I found this and I don't know if I made my calculations correctly or not, by playing with gears positions and sizes with the idea in mind that I could try using more spring and giving the spring more locations to apply on the second gears catch in red. It starts off reverse flow pulling into the wheel in blue catch in the center then it switches catches and in red pulls in the direction of the wheel with the extra spring force.

Let the bodies hit the floor. Nothing wrong with me.

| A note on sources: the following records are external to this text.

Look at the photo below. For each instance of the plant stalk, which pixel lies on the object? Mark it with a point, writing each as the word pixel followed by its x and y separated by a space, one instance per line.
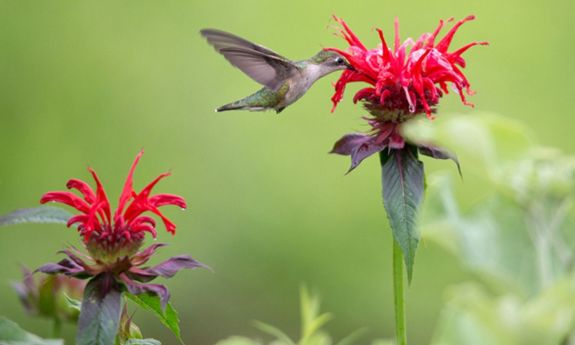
pixel 57 328
pixel 398 295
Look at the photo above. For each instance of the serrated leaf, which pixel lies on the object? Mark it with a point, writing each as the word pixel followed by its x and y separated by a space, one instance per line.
pixel 100 312
pixel 168 317
pixel 12 334
pixel 403 187
pixel 440 153
pixel 73 303
pixel 42 214
pixel 148 341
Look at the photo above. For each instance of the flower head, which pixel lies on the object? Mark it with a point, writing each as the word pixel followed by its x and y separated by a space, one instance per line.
pixel 123 232
pixel 113 241
pixel 405 79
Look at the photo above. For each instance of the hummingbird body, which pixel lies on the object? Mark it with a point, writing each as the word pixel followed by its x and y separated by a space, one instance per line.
pixel 284 81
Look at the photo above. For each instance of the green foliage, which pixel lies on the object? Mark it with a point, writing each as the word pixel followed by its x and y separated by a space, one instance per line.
pixel 142 342
pixel 12 334
pixel 100 313
pixel 312 321
pixel 403 187
pixel 168 316
pixel 42 214
pixel 517 238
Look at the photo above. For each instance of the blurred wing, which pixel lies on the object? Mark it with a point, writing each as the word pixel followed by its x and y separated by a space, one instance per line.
pixel 261 64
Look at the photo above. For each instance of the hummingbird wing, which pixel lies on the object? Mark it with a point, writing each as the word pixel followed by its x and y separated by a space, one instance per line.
pixel 259 63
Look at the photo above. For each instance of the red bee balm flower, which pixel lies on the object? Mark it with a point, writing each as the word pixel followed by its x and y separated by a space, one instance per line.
pixel 108 237
pixel 406 80
pixel 113 241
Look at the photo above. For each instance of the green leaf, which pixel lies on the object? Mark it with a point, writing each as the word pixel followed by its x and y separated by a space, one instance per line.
pixel 274 331
pixel 12 334
pixel 403 186
pixel 100 312
pixel 148 341
pixel 169 316
pixel 42 214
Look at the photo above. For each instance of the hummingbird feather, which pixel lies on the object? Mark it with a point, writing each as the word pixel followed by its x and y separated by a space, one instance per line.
pixel 259 63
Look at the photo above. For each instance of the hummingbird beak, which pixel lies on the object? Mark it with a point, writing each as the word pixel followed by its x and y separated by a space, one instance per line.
pixel 349 67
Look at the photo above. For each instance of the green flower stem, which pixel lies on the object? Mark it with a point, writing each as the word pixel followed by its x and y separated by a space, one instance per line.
pixel 398 295
pixel 57 328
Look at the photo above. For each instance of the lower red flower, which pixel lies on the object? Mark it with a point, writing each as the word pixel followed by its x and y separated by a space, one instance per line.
pixel 108 237
pixel 113 241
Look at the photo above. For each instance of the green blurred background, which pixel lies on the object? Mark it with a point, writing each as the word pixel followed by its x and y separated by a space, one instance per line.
pixel 90 83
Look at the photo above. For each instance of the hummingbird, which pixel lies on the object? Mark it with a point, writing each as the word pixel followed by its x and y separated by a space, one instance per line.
pixel 284 81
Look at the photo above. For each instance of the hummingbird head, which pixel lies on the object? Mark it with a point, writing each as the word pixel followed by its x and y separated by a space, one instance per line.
pixel 330 61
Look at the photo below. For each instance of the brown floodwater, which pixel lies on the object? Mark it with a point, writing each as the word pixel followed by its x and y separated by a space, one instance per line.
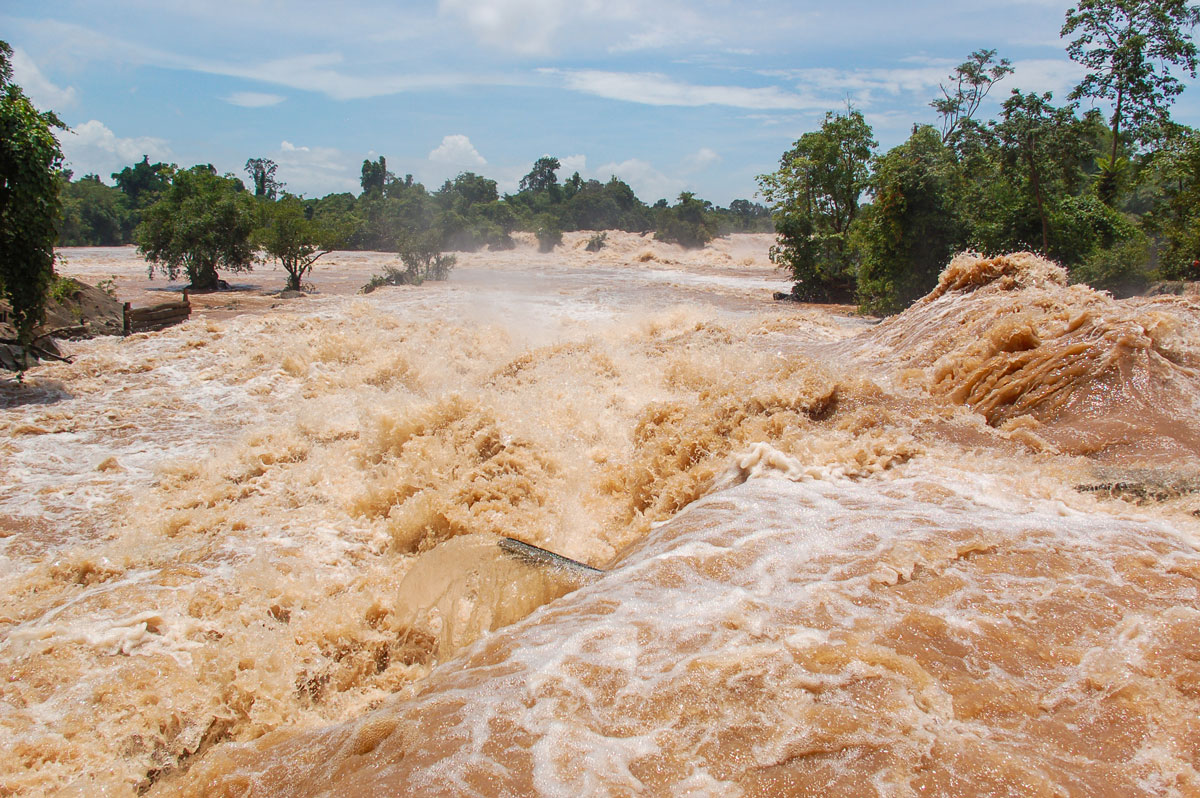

When I made the lever smaller than the gear I changed the proportions to the entire equation. As I drew it I would have had to have multiplied 2,200 by 3 to be at the proportion of the length of the lever behind the gear. So as a correction making the levers larger helps the design because it helps the spring and levers effects. Really there was no reason for me to make the levers so small in my example. If the levers were the size of the gear I think that I would have to double 2,200 winding of the spring to 4,400 winding of the spring and then the extra spring use in this scenario would produce 4,400-4792=392 and that would add to the 240 overbalance of the wheel to make 630 overbalance. So my thinking here is that because the lever is behind the gears rim smaller than it I have to add a proportions larger to the rest of the calculation to give value to the lever. Because the value would be less than zero lever length under the gears rim so I have to base it on the proportion of the smaller than gear length as a value and make the rest of the levers larger in value proportionally.